Tabii ki, yaşadığımız, yaşayacağımız ülkeyi yönetenlerin siyasete nasıl baktıklarını, uygulamalarını bilmek; ülkesini seven her yurttaşın asli görevidir.

Ama tüm enerjimizi; neredeyse ülkemizin her gününde kısır çekişmelerin yaşandığı siyaset arenasında harcamak nedendir?

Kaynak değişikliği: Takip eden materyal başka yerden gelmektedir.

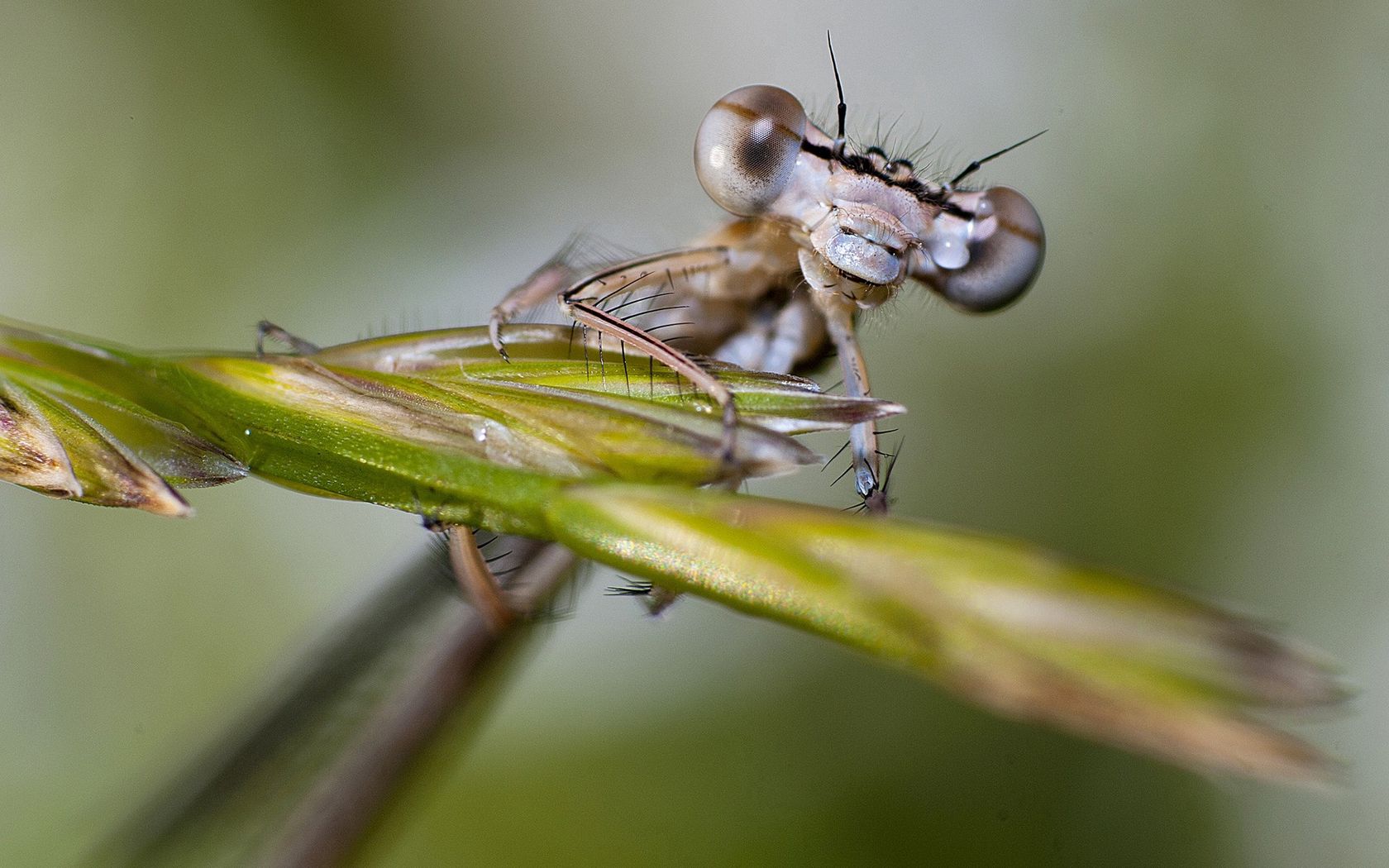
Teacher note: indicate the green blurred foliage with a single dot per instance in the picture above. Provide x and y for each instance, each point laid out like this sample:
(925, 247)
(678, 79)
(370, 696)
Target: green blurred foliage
(1193, 392)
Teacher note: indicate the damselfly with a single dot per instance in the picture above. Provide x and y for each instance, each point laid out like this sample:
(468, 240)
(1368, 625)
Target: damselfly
(821, 231)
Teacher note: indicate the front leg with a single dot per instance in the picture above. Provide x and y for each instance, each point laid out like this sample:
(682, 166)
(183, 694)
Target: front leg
(545, 284)
(585, 303)
(838, 308)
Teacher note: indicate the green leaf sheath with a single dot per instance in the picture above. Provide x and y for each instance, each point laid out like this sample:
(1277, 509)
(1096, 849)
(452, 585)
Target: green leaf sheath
(608, 453)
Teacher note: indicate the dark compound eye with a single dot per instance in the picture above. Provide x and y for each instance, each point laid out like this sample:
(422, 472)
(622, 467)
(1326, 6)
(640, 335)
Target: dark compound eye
(747, 147)
(1005, 263)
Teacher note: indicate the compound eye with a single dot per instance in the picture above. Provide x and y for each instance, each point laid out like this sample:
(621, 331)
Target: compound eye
(747, 146)
(1005, 260)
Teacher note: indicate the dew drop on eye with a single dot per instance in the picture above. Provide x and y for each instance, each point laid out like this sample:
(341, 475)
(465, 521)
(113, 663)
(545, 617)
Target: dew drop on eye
(949, 247)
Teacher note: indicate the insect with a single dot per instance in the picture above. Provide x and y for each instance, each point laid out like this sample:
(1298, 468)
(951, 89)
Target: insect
(820, 232)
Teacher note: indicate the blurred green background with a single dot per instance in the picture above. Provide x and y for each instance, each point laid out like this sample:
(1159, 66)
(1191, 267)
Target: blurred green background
(1193, 392)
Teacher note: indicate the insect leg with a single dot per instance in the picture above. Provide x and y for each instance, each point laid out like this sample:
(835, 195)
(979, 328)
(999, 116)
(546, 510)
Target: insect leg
(584, 302)
(475, 578)
(545, 282)
(838, 310)
(269, 330)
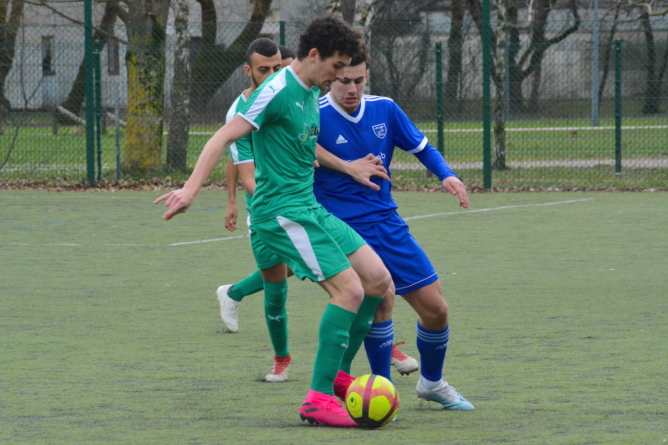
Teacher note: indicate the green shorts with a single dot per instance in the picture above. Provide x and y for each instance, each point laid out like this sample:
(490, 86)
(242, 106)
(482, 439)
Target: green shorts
(313, 243)
(264, 257)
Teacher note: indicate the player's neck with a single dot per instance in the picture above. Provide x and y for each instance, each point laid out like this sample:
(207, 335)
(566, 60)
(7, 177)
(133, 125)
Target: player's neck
(249, 91)
(303, 70)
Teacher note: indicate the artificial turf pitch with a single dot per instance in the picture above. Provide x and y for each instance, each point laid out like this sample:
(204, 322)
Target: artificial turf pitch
(111, 334)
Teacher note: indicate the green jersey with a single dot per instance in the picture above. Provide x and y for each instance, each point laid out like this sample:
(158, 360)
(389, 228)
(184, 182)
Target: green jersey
(286, 114)
(240, 151)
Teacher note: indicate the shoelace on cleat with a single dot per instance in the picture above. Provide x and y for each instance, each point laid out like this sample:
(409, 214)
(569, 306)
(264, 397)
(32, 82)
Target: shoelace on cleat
(397, 353)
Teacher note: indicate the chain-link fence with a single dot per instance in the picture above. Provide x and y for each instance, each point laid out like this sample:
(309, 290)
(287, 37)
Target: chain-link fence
(568, 110)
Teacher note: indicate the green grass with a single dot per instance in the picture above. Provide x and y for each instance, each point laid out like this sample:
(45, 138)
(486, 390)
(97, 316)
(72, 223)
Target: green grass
(110, 335)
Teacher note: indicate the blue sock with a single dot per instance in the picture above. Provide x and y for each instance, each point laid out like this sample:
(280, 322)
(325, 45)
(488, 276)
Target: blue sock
(378, 345)
(432, 346)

Ülkemizin gelecek günlerini çağdaş ülkelerin seviyesine çıkartmak amacıyla göreve gelenler, görevde olanlar, bu göreve talip olmak adına türlü sözler verenler; bu seviyenin neresindedir?

Bakın çevrenize!

Görün yaşananları, yapılanları!

Verilen o sözlerin ne kadarı gerçekleşmiş?

İnsan haklarının, doğanın, doğal canlıların yaşam haklarının ne kadarı gözetiliyor ülkemizde?

Her sabah işine, okuluna gidenler,

Sokaklarda çaresiz dolaşan nice işsizler,

Evsiz, barksız, yurtsuzlar, 

Sabah uyandığında nice emekliler, 

Şöyle bir oh çekerek başlayabiliyor mu o güne?

Ama ülkemizde varsa, yoksa siyaset!

Kahvede, dolmuşta, otobüste, takside, ofiste, telefonda, hastanede, hatta yolda yürürken bile; mırıldanarak da olsa siyaset!

İçi dolu, ya da boş; bol vaatli cümlelerle süslenen siyaset!

Neden?

Televizyondan, köşe yazılarına, türlü dizilerden, sinema filmlerine, gazete manşetlerinden, kitaplara hep siyaset!

Tamam, o platformda görev alanlar, bu cazip göreve talip olanlar, görevleri icabı tabii ki siyaset yapacak, bunu icra edeceklerdir.

Ama biraz da bilim, biraz da sanat; ancak gerçek anlamda, çağdaş anlamda,

Ama biraz da ekonomide rahatlama,

Ama biraz da insanca yaşamak adına,

Ama biraz da hukuken doğruları görmek adına uygulama…

Ama biraz da geleceğin teminatı gençlerimizin umutları için,

Ama biraz da güven içinde bir yaşam için,

Ama biraz da bizi biz yapan değerlerimiz için,

Ama biraz da yeniden bir ve beraber olmak için,

Bu güzel vatan topraklarımızın en büyük gücü birlik ve beraberliğimiz için de siyaset…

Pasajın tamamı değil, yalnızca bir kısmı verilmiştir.